Les places européennes s’annoncent dans le vert après les records de Wall Street. Le pétrole, lui, poursuit sa chute alors qu’un espoir de paix se dessine au Moyen-Orient.

La dynamique est clairement positive. À Paris, le CAC 40 devrait gagner 0,33% à l’ouverture et signer un nouveau sommet. Francfort n’est pas en reste avec un Dax attendu en hausse de 0,60%, lui aussi au plus haut. Londres prendrait 0,28%, tandis que l’EuroStoxx 50 et le Stoxx 600 sont espérés en légère progression. Les investisseurs ont soif de risque et cela se voit.

Le moteur de cette hausse, c’est le secteur technologique. Les résultats trimestriels de Microsoft ont porté Wall Street à des niveaux jamais vus mardi. Le S&P 500 et le Dow Jones ont clôturé en territoire inédit, et le Nasdaq a bondi de 2,59%. Mais tout n’est pas rose. AMD et SpaceX, ce groupe spécialisé dans l’IA et les satellites, ont été sanctionnés après la clôture avec des chutes de 8,8% et 7,5%. Leurs performances opérationnelles sont bonnes, mais les investisseurs s’inquiètent des dépenses colossales nécessaires pour faire tourner les modèles d’intelligence artificielle. Une inquiétude récurrente, alors que le coût de l’argent ne cesse d’augmenter.

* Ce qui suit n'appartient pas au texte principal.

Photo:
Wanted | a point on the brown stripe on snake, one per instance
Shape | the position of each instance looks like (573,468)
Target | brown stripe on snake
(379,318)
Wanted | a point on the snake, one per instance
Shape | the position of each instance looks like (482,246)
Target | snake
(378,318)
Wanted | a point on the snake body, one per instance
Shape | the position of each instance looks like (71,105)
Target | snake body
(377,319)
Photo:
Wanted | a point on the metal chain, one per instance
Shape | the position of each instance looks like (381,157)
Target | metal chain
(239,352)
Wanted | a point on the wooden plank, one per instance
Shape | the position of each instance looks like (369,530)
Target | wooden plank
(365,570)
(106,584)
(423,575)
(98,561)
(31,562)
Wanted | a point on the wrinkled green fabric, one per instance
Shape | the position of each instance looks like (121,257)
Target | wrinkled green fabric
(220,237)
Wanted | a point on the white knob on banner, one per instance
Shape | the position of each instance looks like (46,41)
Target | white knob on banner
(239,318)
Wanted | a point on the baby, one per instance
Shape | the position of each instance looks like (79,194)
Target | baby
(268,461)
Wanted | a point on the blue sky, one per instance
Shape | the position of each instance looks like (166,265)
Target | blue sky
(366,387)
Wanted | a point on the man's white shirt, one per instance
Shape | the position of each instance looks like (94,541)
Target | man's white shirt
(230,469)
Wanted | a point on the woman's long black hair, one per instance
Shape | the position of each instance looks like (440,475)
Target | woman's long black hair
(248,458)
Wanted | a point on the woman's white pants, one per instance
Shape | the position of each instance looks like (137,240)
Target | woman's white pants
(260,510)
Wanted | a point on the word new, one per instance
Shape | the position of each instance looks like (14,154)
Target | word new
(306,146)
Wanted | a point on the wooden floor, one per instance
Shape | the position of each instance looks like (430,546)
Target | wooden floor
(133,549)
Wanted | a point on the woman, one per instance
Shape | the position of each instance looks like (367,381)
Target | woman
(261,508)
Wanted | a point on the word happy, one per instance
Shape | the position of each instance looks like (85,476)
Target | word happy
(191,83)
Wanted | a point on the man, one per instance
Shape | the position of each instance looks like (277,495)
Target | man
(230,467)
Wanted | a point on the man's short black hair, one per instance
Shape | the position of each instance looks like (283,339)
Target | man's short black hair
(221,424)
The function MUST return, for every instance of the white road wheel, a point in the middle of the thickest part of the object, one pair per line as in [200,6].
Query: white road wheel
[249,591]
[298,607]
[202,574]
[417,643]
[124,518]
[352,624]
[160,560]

La saison des résultats continue avec des poids lourds comme Siemens Energy, Heineken, Kraft Heinz, Walt Disney ou Uber. Côté statistiques, les indices PMI des services en zone euro et au Royaume-Uni seront scrutés. Si la croissance se confirme, ce serait une excellente nouvelle pour le Vieux Continent. À condition que l’inflation ne reparte pas à la hausse, ce qui pousserait la Banque centrale européenne à relever encore ses taux. Un scénario que les marchés redoutent, d’autant que la Réserve fédérale américaine a choisi de ne pas bouger ses taux la semaine dernière. Et vendredi, tous les regards seront tournés vers le rapport mensuel sur l’emploi américain.

Côté géopolitique, le Qatar fait état de progrès dans les discussions entre Washington et Téhéran. De quoi raviver l’espoir d’une réouverture du détroit d’Ormuz et faire baisser les prix du pétrole. Le Brent recule de 0,45% à 79 dollars le baril, après avoir dégringolé de plus de 12% depuis le début de la semaine. Le WTI américain perd 0,74% à 75,21 dollars. Sur le marché des changes, le yen se stabilise autour de 157 pour un dollar, et l’euro grimpe légèrement à 1,1536 dollar. Les rendements des emprunts d’État, eux, continuent de baisser, signe que les investisseurs respirent.